The 58th International Art Exhibition, titled May You Live In Interesting Times, takes place from 11th May to 24th November 2019. The title is a phrase of English invention that has long been mistakenly cited as an ancient Chinese curse that invokes periods of uncertainty, crisis and turmoil; "interesting times", exactly as the ones we live in today.
The 58th Exhibition is curated by Ralph Rugoff, currently the director of the Hayward Gallery in London. Between 1985 and 2002 he wrote art and cultural criticism for numerous periodicals, publishing widely in art magazines as well as newspapers, and published a collection of essays, Circus Americanus (1995). During the same period he began working as an independent curator.
The Awards Ceremony of the 58th International Art Exhibition took place today, 11th May 2019, at Ca’ Giustinian, Venice. Upon recommendation of the Curator of the 58th Exhibition Ralph Rugoff, the board of La Biennale di Venezia, chaired by Paolo Baratta, also awarded the Golden Lion for Lifetime Achievement to Jimmie Durham (USA).

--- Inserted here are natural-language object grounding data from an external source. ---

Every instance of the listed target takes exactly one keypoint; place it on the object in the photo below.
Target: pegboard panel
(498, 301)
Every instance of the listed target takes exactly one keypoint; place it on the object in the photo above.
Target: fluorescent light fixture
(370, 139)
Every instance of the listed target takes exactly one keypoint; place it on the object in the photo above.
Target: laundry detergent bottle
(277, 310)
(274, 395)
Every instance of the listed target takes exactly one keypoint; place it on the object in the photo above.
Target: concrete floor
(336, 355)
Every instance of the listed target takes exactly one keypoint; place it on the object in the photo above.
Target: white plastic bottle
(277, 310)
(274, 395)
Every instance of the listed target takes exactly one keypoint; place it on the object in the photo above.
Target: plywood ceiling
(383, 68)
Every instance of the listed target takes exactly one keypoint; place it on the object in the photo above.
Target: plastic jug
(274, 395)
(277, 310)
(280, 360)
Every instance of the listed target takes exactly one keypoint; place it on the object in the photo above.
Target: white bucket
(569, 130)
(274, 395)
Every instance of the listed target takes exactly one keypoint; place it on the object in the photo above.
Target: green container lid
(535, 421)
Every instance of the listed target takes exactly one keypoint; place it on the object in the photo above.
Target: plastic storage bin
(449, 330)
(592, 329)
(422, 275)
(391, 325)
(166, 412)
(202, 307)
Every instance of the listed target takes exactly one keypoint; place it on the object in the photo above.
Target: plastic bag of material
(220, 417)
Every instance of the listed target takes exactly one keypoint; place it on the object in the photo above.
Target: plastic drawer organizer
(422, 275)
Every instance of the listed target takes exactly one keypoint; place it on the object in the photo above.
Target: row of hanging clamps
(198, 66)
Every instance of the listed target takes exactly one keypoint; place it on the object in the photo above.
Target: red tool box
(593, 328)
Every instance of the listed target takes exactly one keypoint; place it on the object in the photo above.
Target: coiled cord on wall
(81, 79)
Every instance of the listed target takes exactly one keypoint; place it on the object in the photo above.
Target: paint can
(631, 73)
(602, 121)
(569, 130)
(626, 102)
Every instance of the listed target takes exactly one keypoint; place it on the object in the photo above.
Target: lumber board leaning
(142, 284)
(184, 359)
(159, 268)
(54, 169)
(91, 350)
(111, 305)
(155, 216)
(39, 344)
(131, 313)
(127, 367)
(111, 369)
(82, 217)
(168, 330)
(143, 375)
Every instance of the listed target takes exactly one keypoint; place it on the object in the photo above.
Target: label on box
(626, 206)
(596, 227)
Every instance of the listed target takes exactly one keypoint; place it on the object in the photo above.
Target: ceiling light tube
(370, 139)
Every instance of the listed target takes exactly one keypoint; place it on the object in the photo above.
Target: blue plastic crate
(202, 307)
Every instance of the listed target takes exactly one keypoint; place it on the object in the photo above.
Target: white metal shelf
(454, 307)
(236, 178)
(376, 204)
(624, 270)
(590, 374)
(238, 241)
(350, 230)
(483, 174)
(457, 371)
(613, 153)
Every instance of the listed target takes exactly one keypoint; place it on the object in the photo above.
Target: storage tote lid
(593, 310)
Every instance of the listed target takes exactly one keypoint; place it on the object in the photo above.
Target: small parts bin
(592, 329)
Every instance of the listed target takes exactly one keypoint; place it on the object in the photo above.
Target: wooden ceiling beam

«The title of this Exhibition could be interpreted as a sort of curse – stated President Paolo Baratta - where the expression “interesting times” evokes the idea of challenging or even “menacing” times, but it could also simply be an invitation to always see and consider the course of human events in their complexity, an invitation, thus, that appears to be particularly important in times when, too often, oversimplification seems to prevail, generated by conformism or fear. And I believe that an exhibition of art is worth our attention, first and foremost, if it intends to present us with art and artists as a decisive challenge to all oversimplifying attitudes.»
Ralph Rugoff has declared: «May You Live in Interesting Times will no doubt include artworks that reflect upon precarious aspects of existence today, including different threats to key traditions, institutions and relationships of the “post-war order.” But let us acknowledge at the outset that art does not exercise its forces in the domain of politics. Art cannot stem the rise of nationalist movements and authoritarian governments in different parts of the world, for instance, nor can it alleviate the tragic fate of displaced peoples across the globe (whose numbers now represent almost one percent of the world’s entire population).»
The Exhibition develops from the Central Pavilion (Giardini) to the Arsenale and includes 79 participants from all over the world.